Part II project investigating the development of neural networks in dissociated cortical cells from Mecp2-deficient and wild-type mice. Recording spontaneous neuronal activity with multi-electrode arrays to compare functional connectivity and network topologies utilising Graph Theory. Coding in Matlab and R. Supervised by Dr. Susanna Mierau & Professor Ole Paulsen and collaborated with Manuel Schroeter from Bullmore Lab.

Rett syndrome is an autism spectrum disorder caused by mutation in the MECP2 gene

Understanding how network development is disrupted in Rett syndrome is key to finding and testing new treatments

1. Investigate how networks develop and how this is disrupted in Rett Syndrome
2. Apply graph theory to investigate network properties
3. Create model to distinguish wild type and Mecp2-deficient networks

We record 12 minutes worth of spontaneous activity from each microelectrode array once a week

Work done by @Timothysit (find code on Github)

Spike detection methods involve applying a band pass filter to the raw data and setting a threshold. We are currently developing a novel approach for spike detection based on Gaussian Mixture Models.

By overlaying detected spikes on a picture of the neurons, we can eliminate noisy electrodes where there are no cells.

The spiking activity can be visualised with a Raster Plot, with electrode number on the Y axis and time on the X axis. Each dark line denotes a certain number of spikes per time bin. From this plot it is possible to visually identify possible network bursts (red rectangle). Identifying which electrodes pick up bursting activity gives a first hint at the functional connections between the neurons on the MEA.

• Turn the binary spike activity into a vector of spikes times
• Create a histogram of the inter-spike-intervals for a specific number of spikes N
• Depending on the distribution of the ISI on the histogram select a threshold
• Using the threshold we locate the start of each burst and save it as a separate spike train

To consider the relationship between each region of the MEA we obtain the Pearson Correlation Coefficient between each pair of electrode recordings. This correlation is visualised by an Association Matrix. By considering an electrode as a node and a correlation with another electrode as an edge, we can create a weighted functional connectivity network. To make sure the edges are signifying more trustworthy biological connections, we only select correlated nodes that are statistically significant.

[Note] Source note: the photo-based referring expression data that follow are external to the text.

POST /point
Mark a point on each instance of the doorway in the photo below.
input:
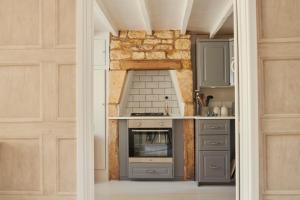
(90, 151)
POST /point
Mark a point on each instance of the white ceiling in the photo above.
(202, 16)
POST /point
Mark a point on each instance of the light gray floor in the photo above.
(153, 190)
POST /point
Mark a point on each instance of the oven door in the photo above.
(152, 142)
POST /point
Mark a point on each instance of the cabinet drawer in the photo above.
(214, 125)
(214, 166)
(214, 142)
(150, 170)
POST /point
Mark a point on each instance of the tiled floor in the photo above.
(177, 190)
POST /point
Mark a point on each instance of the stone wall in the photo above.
(161, 50)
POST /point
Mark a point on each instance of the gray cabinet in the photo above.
(213, 63)
(214, 150)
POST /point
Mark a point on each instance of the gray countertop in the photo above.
(172, 117)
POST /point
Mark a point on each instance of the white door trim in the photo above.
(248, 93)
(84, 99)
(247, 42)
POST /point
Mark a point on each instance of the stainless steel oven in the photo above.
(150, 141)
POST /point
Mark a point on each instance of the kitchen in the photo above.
(171, 108)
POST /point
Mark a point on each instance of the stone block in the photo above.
(123, 34)
(178, 54)
(167, 41)
(185, 82)
(164, 34)
(119, 54)
(113, 110)
(116, 83)
(183, 44)
(163, 47)
(138, 55)
(186, 64)
(114, 65)
(115, 44)
(152, 41)
(155, 55)
(136, 34)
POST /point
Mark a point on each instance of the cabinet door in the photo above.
(214, 166)
(213, 63)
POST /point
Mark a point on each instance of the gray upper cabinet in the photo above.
(213, 63)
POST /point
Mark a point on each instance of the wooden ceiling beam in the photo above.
(105, 16)
(221, 19)
(146, 17)
(186, 15)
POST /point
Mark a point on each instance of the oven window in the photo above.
(150, 143)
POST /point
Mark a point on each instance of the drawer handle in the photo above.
(213, 167)
(214, 127)
(213, 143)
(150, 171)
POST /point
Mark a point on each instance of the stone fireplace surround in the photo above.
(163, 50)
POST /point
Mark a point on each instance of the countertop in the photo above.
(171, 117)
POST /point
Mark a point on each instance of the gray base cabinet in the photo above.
(150, 170)
(213, 151)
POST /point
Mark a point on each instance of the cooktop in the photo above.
(147, 114)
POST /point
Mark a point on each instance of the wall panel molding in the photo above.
(14, 73)
(25, 164)
(24, 27)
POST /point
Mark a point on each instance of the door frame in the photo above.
(248, 174)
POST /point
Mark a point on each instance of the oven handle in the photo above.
(148, 130)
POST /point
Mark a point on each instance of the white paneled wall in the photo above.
(101, 63)
(148, 91)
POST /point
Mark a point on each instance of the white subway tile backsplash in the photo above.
(152, 98)
(152, 110)
(159, 104)
(134, 91)
(152, 72)
(151, 84)
(169, 91)
(148, 91)
(139, 84)
(158, 78)
(145, 91)
(173, 104)
(132, 104)
(146, 104)
(139, 110)
(145, 78)
(158, 91)
(138, 98)
(165, 84)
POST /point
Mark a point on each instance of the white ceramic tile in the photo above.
(134, 91)
(169, 91)
(158, 78)
(152, 98)
(138, 98)
(145, 78)
(139, 84)
(145, 91)
(145, 104)
(158, 91)
(152, 110)
(165, 84)
(159, 104)
(138, 110)
(151, 84)
(133, 104)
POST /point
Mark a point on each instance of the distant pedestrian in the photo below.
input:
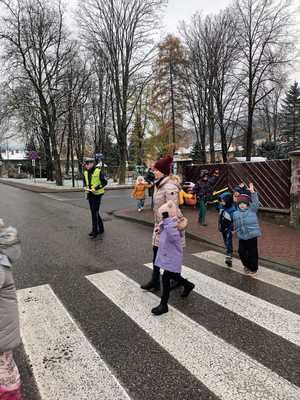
(10, 382)
(94, 182)
(165, 189)
(139, 192)
(226, 211)
(240, 189)
(183, 195)
(203, 191)
(150, 179)
(248, 230)
(170, 255)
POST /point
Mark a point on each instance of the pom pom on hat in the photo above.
(164, 165)
(243, 198)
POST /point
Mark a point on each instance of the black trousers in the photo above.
(166, 280)
(248, 253)
(95, 202)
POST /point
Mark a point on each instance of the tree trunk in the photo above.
(173, 107)
(249, 135)
(223, 143)
(211, 130)
(56, 156)
(49, 162)
(67, 166)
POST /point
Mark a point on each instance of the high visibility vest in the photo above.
(95, 181)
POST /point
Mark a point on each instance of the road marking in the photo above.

In the diagram below by Schroeter et al 2015, the same methods were used to investigate the development of mice hippocampal networks over time.

The degree, ki , of node i is the number of unique edges connecting node I with all other j = 1 …N-1 nodes. The degree distribution shows us the probability of a node in the network having a certain degree. In random networks, this probability distribution can be modelled by a Poisson distribution. In scale-free networks, such as the world wide web, the distribution follows a power law. Most biological networks have a broad scale distribution: at low degrees the distribution follow a scale-free distribution and at high degrees it switches to a small world distribution. Figure adapted from Vella et al 2017.

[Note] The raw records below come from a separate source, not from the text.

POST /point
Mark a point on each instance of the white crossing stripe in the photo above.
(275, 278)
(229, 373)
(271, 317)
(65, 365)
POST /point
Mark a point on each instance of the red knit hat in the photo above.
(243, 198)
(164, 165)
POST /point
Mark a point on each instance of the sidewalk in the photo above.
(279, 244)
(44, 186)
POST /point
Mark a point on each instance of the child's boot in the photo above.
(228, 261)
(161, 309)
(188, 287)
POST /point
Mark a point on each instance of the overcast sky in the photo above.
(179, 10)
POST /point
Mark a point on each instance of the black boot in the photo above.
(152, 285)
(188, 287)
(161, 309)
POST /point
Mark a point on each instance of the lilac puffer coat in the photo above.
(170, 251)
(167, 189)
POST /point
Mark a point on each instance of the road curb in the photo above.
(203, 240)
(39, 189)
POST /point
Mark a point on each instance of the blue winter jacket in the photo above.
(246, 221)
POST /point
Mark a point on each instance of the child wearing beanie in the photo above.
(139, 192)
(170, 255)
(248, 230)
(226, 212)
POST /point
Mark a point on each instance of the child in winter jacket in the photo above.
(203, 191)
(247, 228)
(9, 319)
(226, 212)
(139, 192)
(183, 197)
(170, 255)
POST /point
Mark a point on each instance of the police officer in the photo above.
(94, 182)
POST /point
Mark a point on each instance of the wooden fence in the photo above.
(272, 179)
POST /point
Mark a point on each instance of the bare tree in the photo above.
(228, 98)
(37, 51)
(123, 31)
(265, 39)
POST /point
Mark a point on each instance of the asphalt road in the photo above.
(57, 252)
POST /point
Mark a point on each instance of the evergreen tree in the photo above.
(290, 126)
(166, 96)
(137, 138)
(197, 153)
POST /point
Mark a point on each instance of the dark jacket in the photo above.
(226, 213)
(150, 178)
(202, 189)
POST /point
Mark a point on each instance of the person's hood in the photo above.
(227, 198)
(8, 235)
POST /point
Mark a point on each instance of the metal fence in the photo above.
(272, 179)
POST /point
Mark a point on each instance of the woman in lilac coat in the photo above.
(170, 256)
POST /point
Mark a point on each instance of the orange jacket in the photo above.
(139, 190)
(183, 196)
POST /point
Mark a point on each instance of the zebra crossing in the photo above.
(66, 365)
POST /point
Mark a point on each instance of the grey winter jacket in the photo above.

Shifting from a 60 MEA to a 4096 electrode MEA would give us single cell resolution in our recordings and a much better signal to noise ratio. With improved resolution we would be able to create biologically relevant weighted and directed functional networks.

We could use optogenetics to selectively activate or inhibit the PV-ArchT inhibitory interneurons in our network. This approach allows us to alter the excitatory-inhibitory balance of the network.